Journal of Medical Case Reports 1/2011

Inadvertent malposition of a permanent pacemaker ventricular lead into the left ventricle which was initially missed and diagnosed two years later: a case report

Zeitschrift:
Journal of Medical Case Reports > Ausgabe 1/2011
Autoren:
Medhat F Zaher, Basem N Azab, Marc B Bogin, Soad G Bekheit
Wichtige Hinweise

Electronic supplementary material

The online version of this article (doi:10.​1186/​1752-1947-5-54) contains supplementary material, which is available to authorized users.

Authors' contributions

MZ and BA contributed by reviewing the literature and drafting the manuscript.

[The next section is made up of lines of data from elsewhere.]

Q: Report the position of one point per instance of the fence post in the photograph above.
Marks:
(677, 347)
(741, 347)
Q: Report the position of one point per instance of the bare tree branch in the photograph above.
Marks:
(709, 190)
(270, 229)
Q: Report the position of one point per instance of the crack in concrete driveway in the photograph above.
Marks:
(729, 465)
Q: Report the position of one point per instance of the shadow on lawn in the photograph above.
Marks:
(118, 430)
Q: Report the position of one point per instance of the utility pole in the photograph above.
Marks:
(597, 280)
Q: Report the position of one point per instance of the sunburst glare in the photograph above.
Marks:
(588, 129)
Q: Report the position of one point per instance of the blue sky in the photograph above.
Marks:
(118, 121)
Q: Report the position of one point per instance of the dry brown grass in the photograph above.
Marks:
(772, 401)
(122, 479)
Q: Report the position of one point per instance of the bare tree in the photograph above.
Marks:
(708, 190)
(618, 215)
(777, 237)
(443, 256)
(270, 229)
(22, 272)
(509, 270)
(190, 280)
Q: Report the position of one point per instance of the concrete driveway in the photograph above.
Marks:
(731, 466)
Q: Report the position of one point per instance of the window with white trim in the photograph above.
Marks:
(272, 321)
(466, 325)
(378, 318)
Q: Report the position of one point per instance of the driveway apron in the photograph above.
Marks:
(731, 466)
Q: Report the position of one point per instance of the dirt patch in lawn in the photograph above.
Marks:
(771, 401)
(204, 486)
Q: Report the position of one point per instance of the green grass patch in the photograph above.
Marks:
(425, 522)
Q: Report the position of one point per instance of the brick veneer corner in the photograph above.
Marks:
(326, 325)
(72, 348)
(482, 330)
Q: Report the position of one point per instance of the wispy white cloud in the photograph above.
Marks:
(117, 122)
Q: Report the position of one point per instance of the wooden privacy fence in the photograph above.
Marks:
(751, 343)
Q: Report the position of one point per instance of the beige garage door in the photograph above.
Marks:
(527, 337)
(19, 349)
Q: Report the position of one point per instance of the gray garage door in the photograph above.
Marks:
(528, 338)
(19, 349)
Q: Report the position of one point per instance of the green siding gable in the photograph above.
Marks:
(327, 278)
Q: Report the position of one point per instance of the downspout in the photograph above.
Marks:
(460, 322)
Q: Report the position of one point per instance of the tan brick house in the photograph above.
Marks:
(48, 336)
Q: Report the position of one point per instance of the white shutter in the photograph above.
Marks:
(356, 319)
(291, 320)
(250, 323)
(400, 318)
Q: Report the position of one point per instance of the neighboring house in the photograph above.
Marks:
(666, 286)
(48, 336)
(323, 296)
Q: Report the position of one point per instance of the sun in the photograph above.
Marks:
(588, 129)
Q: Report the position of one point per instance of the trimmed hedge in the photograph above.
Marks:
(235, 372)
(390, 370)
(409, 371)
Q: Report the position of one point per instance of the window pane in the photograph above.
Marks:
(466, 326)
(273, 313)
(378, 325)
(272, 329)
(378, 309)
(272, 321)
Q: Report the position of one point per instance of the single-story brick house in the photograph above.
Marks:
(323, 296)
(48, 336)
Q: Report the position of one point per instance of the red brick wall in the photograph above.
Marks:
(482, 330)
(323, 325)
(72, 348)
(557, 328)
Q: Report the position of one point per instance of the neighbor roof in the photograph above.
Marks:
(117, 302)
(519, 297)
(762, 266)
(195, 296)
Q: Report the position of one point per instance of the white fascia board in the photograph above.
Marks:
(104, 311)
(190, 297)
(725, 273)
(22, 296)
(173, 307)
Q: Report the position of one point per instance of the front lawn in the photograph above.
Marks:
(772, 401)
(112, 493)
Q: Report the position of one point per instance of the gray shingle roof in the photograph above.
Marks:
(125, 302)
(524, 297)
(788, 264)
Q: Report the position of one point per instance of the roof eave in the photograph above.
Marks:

MB and SB reviewed the manuscript and supervised the conception and design of the article. All authors read and approved the final manuscript.

Competing interests

The authors declare that they have no competing interests.

Abstract

Introduction

Inadvertent malposition of a pacemaker ventricular lead into the left ventricle is an uncommon event, and its actual incidence is probably unknown. It may be underestimated and underreported because of a possible asymptomatic course. A 12-lead electrocardiogram is important to confirm proper placement.

Case presentation

We report a case of a 60-year-old Caucasian man with a malpositioned transvenous permanent pacing lead into the left ventricle via a patent foramen ovale that was not suspected during implantation and went undiagnosed for two years without complications. The patient remained asymptomatic as he was being treated with oral anticoagulation therapy for atrial fibrillation. The decision was made to leave the pacing lead in place and continue lifelong warfarin therapy.

Conclusions

Inadvertent insertion of pacing wires into the left ventricle is a potentially dangerous complication that may happen under fluoroscopic guidance and may be overlooked by routine pacemaker interrogation. It is advisable to obtain a 12-lead electrocardiogram during or immediately after transvenous pacemaker implantation rather than use a routine pacemaker interrogation or a limited electrocardiogram.